Mercury’s use of GNU C extensions can cause problems with some versions of GCC, notably versions 4.2 and 4.3. Either use a different version of GCC, or configure Mercury so that it does not require any GNU C extensions. The following describes how to do the latter.
For versions of Mercury after 0.13.1, invoke the configure script with the option ‘--with-llds-base-grade=none’. This will cause the compiler to be built in the ‘none.gc’ grade, which does not use any GNU C extensions.
The configure script for Mercury version 0.13.1 (and before) does not support the above option. Instead create a file in the top-level directory of the unpacked source tree named ‘Mmake.params’ containing the line ‘GRADE=none.gc’.
After running the configure script, do “make” and “make install” as normal.
Mercury supports many grades. A grade is a combination the target language and feature options. These features include garbage collection, debugging and profiling support. See “Grades and grade components” in the User’s Guide.
During the “make install” phase the newly built compiler is used to compile the standard library in each of the selected grades. The runtime system is also rebuilt for each grade.

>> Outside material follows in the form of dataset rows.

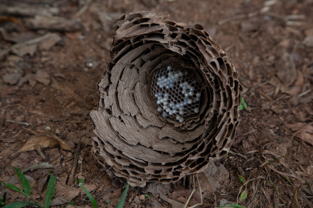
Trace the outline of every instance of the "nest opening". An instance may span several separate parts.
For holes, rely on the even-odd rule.
[[[181,124],[203,111],[207,93],[196,70],[168,60],[153,70],[151,94],[161,117]]]

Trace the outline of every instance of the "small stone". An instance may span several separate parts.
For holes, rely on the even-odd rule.
[[[141,194],[139,195],[139,199],[142,201],[145,200],[145,195]]]
[[[139,197],[138,196],[136,196],[134,198],[134,201],[135,201],[135,203],[136,204],[140,204],[140,201],[139,200]]]

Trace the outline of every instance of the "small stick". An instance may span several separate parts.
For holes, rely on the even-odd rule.
[[[203,204],[203,200],[202,199],[202,192],[201,190],[201,186],[200,185],[200,182],[199,181],[199,178],[198,177],[198,173],[196,174],[196,177],[197,177],[197,181],[198,182],[198,185],[199,185],[199,190],[200,192],[200,198],[201,198],[201,202],[200,203],[198,203],[196,204],[195,204],[192,206],[189,207],[188,208],[194,208],[194,207],[195,207],[197,206],[202,205],[202,204]],[[193,193],[194,193],[195,191],[196,191],[196,186],[195,185],[195,175],[194,174],[192,174],[192,181],[193,183],[193,188],[192,189],[192,191],[191,192],[191,193],[190,194],[190,195],[189,196],[189,197],[188,197],[188,199],[187,200],[187,201],[186,202],[186,203],[185,204],[185,206],[184,207],[184,208],[186,208],[186,207],[187,207],[187,205],[189,202],[189,201],[191,198],[191,197],[193,194]]]

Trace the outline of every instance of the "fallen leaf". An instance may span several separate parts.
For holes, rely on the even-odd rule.
[[[277,75],[286,86],[293,83],[297,79],[297,70],[295,60],[291,54],[284,51],[276,64]]]
[[[58,137],[51,133],[43,133],[31,138],[26,143],[16,154],[19,152],[32,151],[35,150],[35,147],[38,145],[41,146],[43,148],[53,147],[58,144],[61,147],[67,150],[73,150],[65,142]]]
[[[56,197],[52,199],[51,200],[51,204],[50,206],[57,206],[58,205],[62,205],[66,204],[68,202],[61,197]],[[69,207],[69,205],[68,205],[67,207]]]
[[[295,136],[313,145],[313,126],[311,124],[311,125],[308,125],[306,123],[298,123],[287,124],[286,126],[293,131],[296,132],[301,129],[300,132],[295,135]]]
[[[40,82],[45,86],[47,86],[50,83],[50,76],[47,72],[38,69],[36,72],[34,79],[37,81]]]
[[[229,172],[222,164],[217,165],[214,162],[210,163],[203,172],[199,174],[198,176],[204,198],[209,194],[214,194],[218,189],[223,191],[229,183]]]
[[[158,183],[151,182],[147,185],[141,190],[142,193],[151,193],[154,194],[167,194],[171,195],[169,187],[167,184],[163,184]]]
[[[48,33],[44,35],[33,38],[26,42],[16,43],[11,47],[11,51],[22,57],[27,54],[33,56],[37,48],[48,50],[61,40],[59,35]]]

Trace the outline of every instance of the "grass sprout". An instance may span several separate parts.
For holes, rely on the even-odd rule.
[[[122,196],[121,197],[121,199],[118,202],[117,204],[117,206],[116,208],[123,208],[124,206],[124,203],[125,203],[125,200],[126,199],[126,196],[127,196],[127,192],[128,191],[128,188],[129,188],[129,184],[127,183],[126,186],[126,187],[125,188],[125,190],[123,191],[122,194]]]
[[[81,179],[79,179],[77,180],[77,182],[79,183],[78,186],[80,187],[81,187],[81,188],[84,190],[84,191],[85,191],[85,193],[86,193],[86,195],[87,195],[88,196],[88,198],[89,198],[89,200],[91,202],[91,203],[92,204],[92,206],[94,208],[97,208],[97,202],[96,201],[96,200],[95,199],[95,198],[94,197],[92,196],[91,194],[90,193],[90,192],[88,191],[87,189],[86,188],[84,185],[85,184],[84,182],[84,180]]]
[[[241,97],[241,104],[239,106],[239,110],[241,110],[244,109],[246,110],[248,107],[248,105],[246,102],[244,102],[244,97]]]
[[[47,188],[47,192],[46,193],[46,197],[45,199],[44,205],[43,206],[32,197],[30,194],[32,192],[31,188],[29,182],[25,175],[19,169],[16,167],[14,167],[15,172],[17,174],[18,177],[21,181],[22,186],[23,187],[23,191],[21,190],[18,187],[15,186],[8,183],[6,183],[4,181],[0,181],[2,184],[6,187],[11,189],[14,191],[23,194],[25,196],[29,197],[29,198],[34,202],[30,201],[16,201],[9,204],[7,205],[2,207],[2,208],[20,208],[28,206],[37,206],[40,208],[48,208],[51,204],[51,200],[52,197],[54,194],[55,186],[55,182],[56,181],[56,177],[52,173],[49,172],[51,174],[50,178],[48,182],[48,185]]]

To install fewer grades and reduce the time “make install” takes, see the configure script’s options, in particular ‘--disable-most-grades’. Alternatively, run ‘make install LIBGRADES=<grades>’ instead, where “<grades>” is a space-separated list of grades.
Users of Mac OS X should note that there appear to be performance problems with the linker on some versions of that operating system that can lead to excessive linking times with code generated by the Mercury compiler.